Referans: Eserin damgası "Osmanlı Gümüş Damgaları / Garo Kürkman" kitabının 47.sayfasında yer almaktadır.

Yükseklik: 30 cm.
Kapalı Ölçü: 19 cm.
Açık Ölçü: 38 cm.

Evrensel olan; Hinduizm, Taoizm, Hıristiyanlık, Yahudilik ve İslâm gelenekleri arasında önemli farklılıklar vardır, ancak kendi içleri içerisinde sanatla aralarında sıkı bir ilişki bulunmaktadır. Tanrı kavramı imge, nesne ve binalarda (kilise, cami vs..) cisim bulur. İslam dininin soyut kutsallıklarından tamamen farklı olan Hristiyan dininin antropomorf efsaneleri ve tasarımları soyut tanrı düşüncesini ‘çarmıha gerilme heykelleri, ikonalar, haçlar, İsa resimleri’ gibi eserler ile bir gerçekliğe büründürür.

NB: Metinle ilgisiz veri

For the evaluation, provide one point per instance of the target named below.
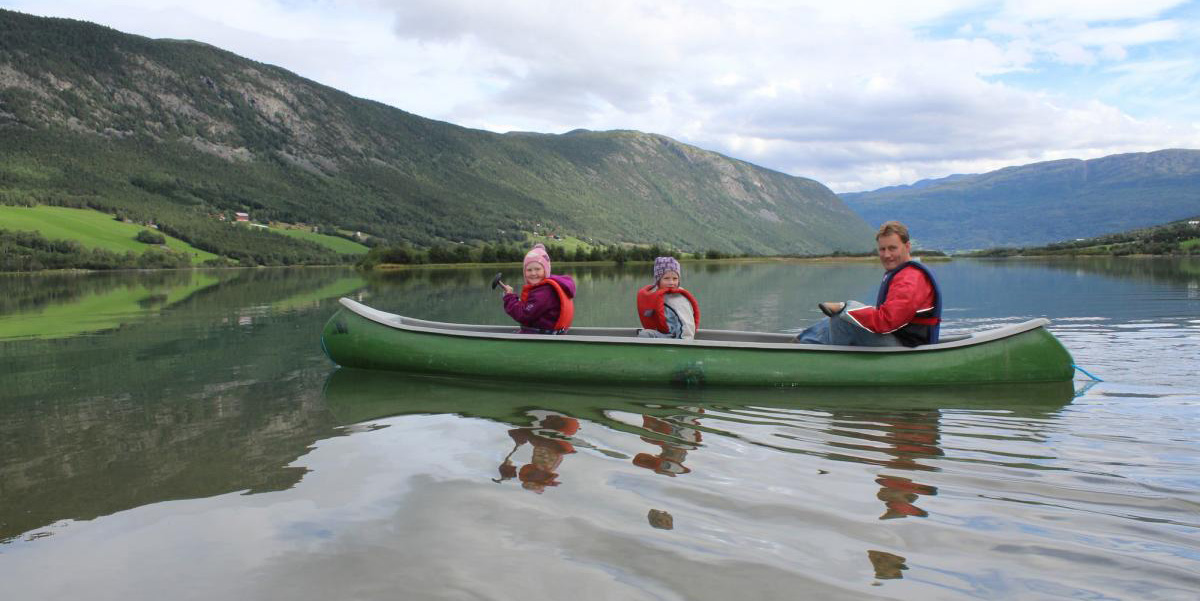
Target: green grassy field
(339, 245)
(93, 229)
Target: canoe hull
(352, 340)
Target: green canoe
(359, 336)
(357, 396)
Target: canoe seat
(953, 338)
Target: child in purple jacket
(546, 302)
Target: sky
(857, 95)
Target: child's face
(534, 274)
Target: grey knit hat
(664, 264)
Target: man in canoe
(906, 312)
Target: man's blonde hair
(893, 227)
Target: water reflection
(330, 484)
(678, 437)
(550, 442)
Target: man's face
(893, 252)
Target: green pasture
(93, 229)
(568, 244)
(99, 312)
(339, 245)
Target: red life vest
(565, 305)
(652, 307)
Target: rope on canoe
(1086, 372)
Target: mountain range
(1042, 203)
(177, 132)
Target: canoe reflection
(898, 432)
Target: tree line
(405, 254)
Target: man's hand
(832, 308)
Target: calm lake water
(180, 436)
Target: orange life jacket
(652, 307)
(565, 305)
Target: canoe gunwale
(628, 335)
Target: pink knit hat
(538, 254)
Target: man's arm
(910, 292)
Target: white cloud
(856, 95)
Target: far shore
(391, 266)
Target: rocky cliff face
(228, 133)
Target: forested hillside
(1042, 203)
(177, 132)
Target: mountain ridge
(1043, 203)
(177, 130)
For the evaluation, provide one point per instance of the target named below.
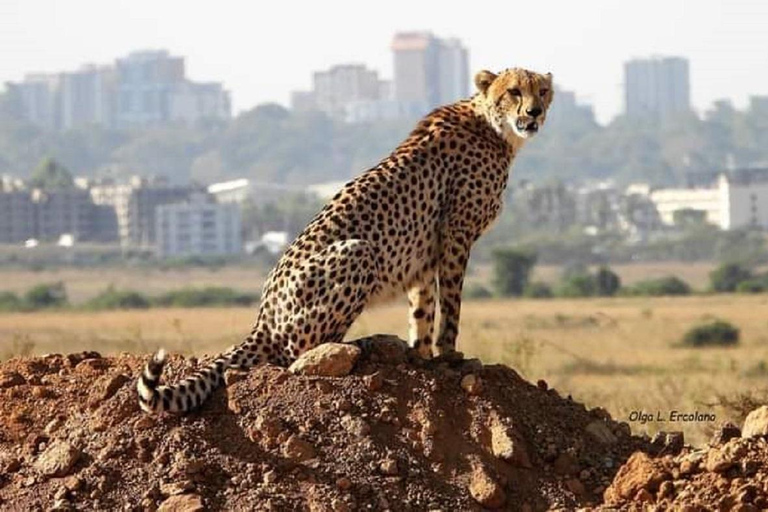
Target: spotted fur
(404, 226)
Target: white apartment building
(737, 199)
(198, 227)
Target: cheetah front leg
(453, 265)
(421, 302)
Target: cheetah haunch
(405, 226)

Din, asırlar boyunca iktidarın kalıcılaştırılmasının bir aracı olarak kullanılmıştır. Bu sebeple tarihsel olarak din yani kilise sanatın da en etkili patronu olmuş ve sanatın konusunu da asırlar boyunca kendi belirlemiştir. Dünya müzeleri ‘çarmıha gerilme, yeniden dirilme, Meryem Ana ve çocuk´ konularının düşünülebilecek her açıdan işlendiği İsa, Meryem ve aziz figürleriyle doludur. Bugün insanlığın en değerli sanat eserleri arasında saydığımız birçok eser (Michelangelo’nun Sistine Şapeli tavanı, Leonardo da Vinci´nin Son Akşam Yemeği tablosu vs..) kiliseye veya ona bağlılığını göstermek isteyen asil ve zenginler sayesindedir.

Sanatın dinle kesiştiği nokta anlaşılması zor, tanımlamaya, kurallara, doktrinlere direnen karakteridir. Din yaşama dair bir realite, sanat da bu realitenin irrealitesinin yansımasıdır.